Friday, March 16, 2012

Dienekes, Representation Bias and Sampling Bias

Dienekes, the pseudonym of an unknown anthropology blog author, publishes today PCA plots of human populations against Denisovans, Neanderthals and Chimpanzees. (link)

In the first plot, humans cluster tightly, reflecting their remarkable homogeneity.

In Dienekes' second plot, he claims to "zoom in" on the little blob of humans on the first plot.  I have good eyesight and cannot quite see how the "zoomin" of the second plot is taken directly from the "blob" at the center of the first plot. 

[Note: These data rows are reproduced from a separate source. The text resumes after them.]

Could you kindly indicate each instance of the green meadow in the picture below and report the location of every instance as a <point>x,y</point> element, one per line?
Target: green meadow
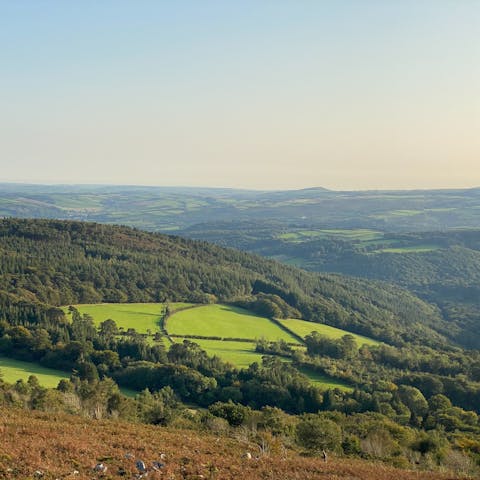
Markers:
<point>240,354</point>
<point>13,370</point>
<point>143,317</point>
<point>409,249</point>
<point>303,328</point>
<point>357,234</point>
<point>243,354</point>
<point>225,322</point>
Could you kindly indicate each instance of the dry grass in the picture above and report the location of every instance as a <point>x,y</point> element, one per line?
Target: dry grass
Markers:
<point>57,445</point>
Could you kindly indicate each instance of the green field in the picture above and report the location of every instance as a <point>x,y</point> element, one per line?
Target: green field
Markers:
<point>143,317</point>
<point>411,249</point>
<point>225,322</point>
<point>322,381</point>
<point>358,234</point>
<point>243,354</point>
<point>13,370</point>
<point>303,328</point>
<point>240,354</point>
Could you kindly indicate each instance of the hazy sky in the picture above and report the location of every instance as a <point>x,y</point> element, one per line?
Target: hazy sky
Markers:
<point>257,94</point>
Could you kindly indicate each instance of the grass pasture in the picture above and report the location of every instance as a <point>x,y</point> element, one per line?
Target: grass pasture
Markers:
<point>303,328</point>
<point>356,234</point>
<point>409,249</point>
<point>13,370</point>
<point>140,316</point>
<point>240,354</point>
<point>243,354</point>
<point>226,322</point>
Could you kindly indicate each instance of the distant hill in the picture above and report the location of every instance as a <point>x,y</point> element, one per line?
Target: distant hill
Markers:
<point>173,208</point>
<point>54,262</point>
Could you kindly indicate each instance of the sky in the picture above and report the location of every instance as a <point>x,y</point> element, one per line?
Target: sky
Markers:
<point>344,94</point>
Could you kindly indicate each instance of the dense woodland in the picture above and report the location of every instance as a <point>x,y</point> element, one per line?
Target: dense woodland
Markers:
<point>414,401</point>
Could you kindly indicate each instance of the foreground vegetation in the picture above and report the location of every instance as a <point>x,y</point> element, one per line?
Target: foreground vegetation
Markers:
<point>424,415</point>
<point>33,442</point>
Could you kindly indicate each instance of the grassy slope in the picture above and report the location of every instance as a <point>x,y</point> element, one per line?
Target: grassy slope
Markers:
<point>240,354</point>
<point>303,328</point>
<point>140,316</point>
<point>226,322</point>
<point>13,370</point>
<point>57,446</point>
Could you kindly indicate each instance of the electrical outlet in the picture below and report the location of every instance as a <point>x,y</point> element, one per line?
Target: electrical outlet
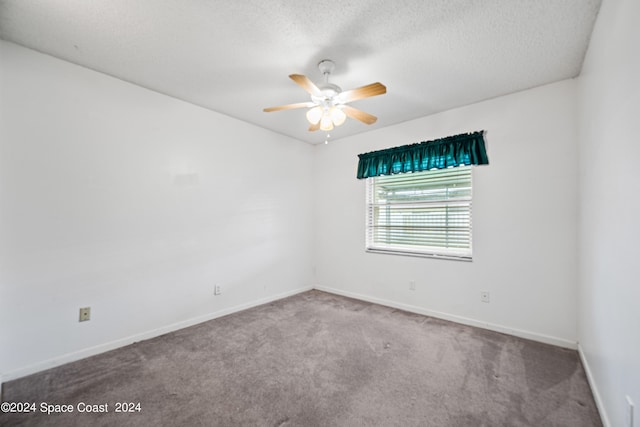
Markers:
<point>85,314</point>
<point>484,296</point>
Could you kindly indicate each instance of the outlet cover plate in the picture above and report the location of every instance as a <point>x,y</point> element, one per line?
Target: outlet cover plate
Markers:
<point>85,314</point>
<point>485,296</point>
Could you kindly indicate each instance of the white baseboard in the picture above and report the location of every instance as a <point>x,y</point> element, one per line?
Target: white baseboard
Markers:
<point>92,351</point>
<point>560,342</point>
<point>594,388</point>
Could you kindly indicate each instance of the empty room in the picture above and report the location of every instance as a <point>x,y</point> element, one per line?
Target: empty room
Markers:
<point>355,213</point>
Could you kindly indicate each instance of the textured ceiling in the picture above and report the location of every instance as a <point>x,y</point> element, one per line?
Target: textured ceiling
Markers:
<point>234,57</point>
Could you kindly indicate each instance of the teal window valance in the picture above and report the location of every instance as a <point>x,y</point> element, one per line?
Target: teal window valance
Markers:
<point>457,150</point>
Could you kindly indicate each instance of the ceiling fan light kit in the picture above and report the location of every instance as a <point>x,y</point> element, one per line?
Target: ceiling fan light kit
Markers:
<point>328,108</point>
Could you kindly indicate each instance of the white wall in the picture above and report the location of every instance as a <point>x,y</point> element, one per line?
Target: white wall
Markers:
<point>524,220</point>
<point>135,204</point>
<point>609,308</point>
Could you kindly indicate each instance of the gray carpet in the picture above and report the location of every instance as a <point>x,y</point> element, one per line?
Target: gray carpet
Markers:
<point>317,359</point>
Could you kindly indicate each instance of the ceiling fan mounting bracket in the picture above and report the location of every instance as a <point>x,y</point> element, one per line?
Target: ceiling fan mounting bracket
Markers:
<point>326,66</point>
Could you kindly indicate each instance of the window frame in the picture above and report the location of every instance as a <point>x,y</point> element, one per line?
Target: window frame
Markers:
<point>432,251</point>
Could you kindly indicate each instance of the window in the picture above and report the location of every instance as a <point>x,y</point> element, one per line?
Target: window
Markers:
<point>421,213</point>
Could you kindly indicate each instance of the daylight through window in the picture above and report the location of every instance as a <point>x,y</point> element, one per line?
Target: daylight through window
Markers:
<point>421,213</point>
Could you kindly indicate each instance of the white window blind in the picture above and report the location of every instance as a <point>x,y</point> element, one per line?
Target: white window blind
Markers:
<point>422,213</point>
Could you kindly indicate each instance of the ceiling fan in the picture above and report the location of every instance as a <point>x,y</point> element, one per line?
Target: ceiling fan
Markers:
<point>328,106</point>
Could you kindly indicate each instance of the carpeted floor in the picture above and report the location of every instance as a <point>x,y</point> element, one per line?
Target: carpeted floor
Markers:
<point>317,359</point>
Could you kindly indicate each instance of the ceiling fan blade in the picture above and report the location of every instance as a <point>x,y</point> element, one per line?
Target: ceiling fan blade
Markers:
<point>289,107</point>
<point>354,113</point>
<point>362,92</point>
<point>306,84</point>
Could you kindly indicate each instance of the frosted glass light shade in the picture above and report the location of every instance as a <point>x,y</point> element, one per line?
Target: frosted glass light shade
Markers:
<point>314,115</point>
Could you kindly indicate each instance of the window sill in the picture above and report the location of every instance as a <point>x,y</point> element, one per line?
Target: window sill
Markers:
<point>465,258</point>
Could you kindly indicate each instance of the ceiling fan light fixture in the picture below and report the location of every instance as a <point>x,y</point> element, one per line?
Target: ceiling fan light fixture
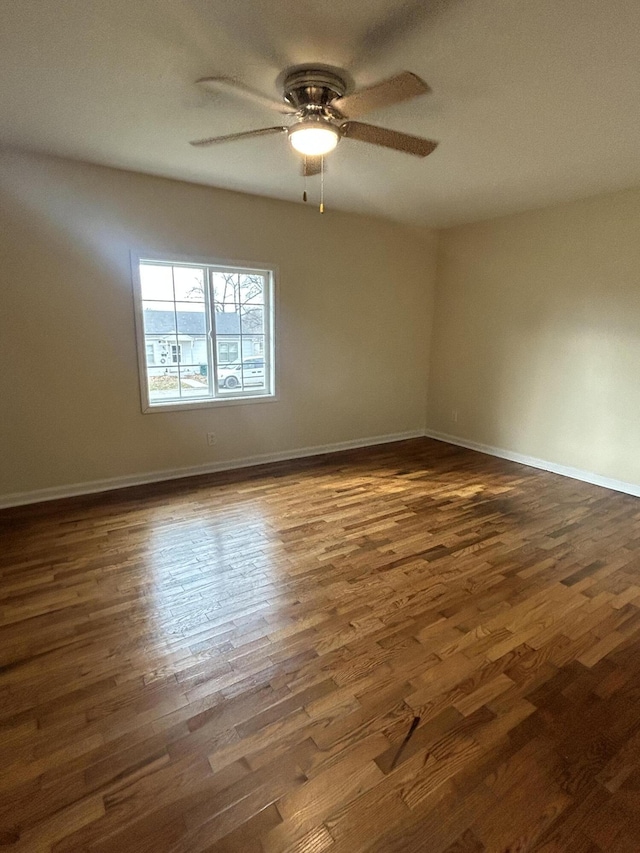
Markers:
<point>314,138</point>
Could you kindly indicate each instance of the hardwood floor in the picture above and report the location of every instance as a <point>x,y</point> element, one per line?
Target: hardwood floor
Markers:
<point>232,663</point>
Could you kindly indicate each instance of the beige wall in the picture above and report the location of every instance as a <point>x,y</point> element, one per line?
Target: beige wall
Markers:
<point>354,316</point>
<point>537,335</point>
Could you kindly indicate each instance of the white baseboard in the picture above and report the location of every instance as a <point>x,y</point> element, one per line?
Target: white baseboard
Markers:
<point>533,462</point>
<point>93,486</point>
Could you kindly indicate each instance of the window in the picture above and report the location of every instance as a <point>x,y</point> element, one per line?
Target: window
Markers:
<point>205,333</point>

It's true that the little cluster of humans in the first plot is somewhat multimodal.  Those who have been following developments in genetic anthropology won't be surprised that Africans and Non-Africans cluster closely, but separately.  Clearly, there are many early humans who didn't make it through events of the last 100,000 years.  Additionally, there is evidence of separate low level (<4%) admixture events for Africans and Non-Africans that may account for some of the multimodality.  The wiki page on archaic human admixture touches on the relevant references.

Still, I can't quite make out how the two graphs match.  The first graph shows that the human cluster is skewed right toward Chimpanzees. In the "zoomed in" plot, Africans seem to be skewed downward and away from Chimpanzees, Denisovans and Neandertals.  Yet, the optical illusion is enough for some commentators to think they are observing a "shift toward chimps" of some populations.  It would be easy to laugh off Dienekes' amateurish analysis as harmless.  However, his blog is widely read.  Many of his readers are curious, but not equipped with the analytical skills to see the mistakes in his experiments.  Sadly, experts in the field of genetics rarely speak out about Dienekes' biased publications.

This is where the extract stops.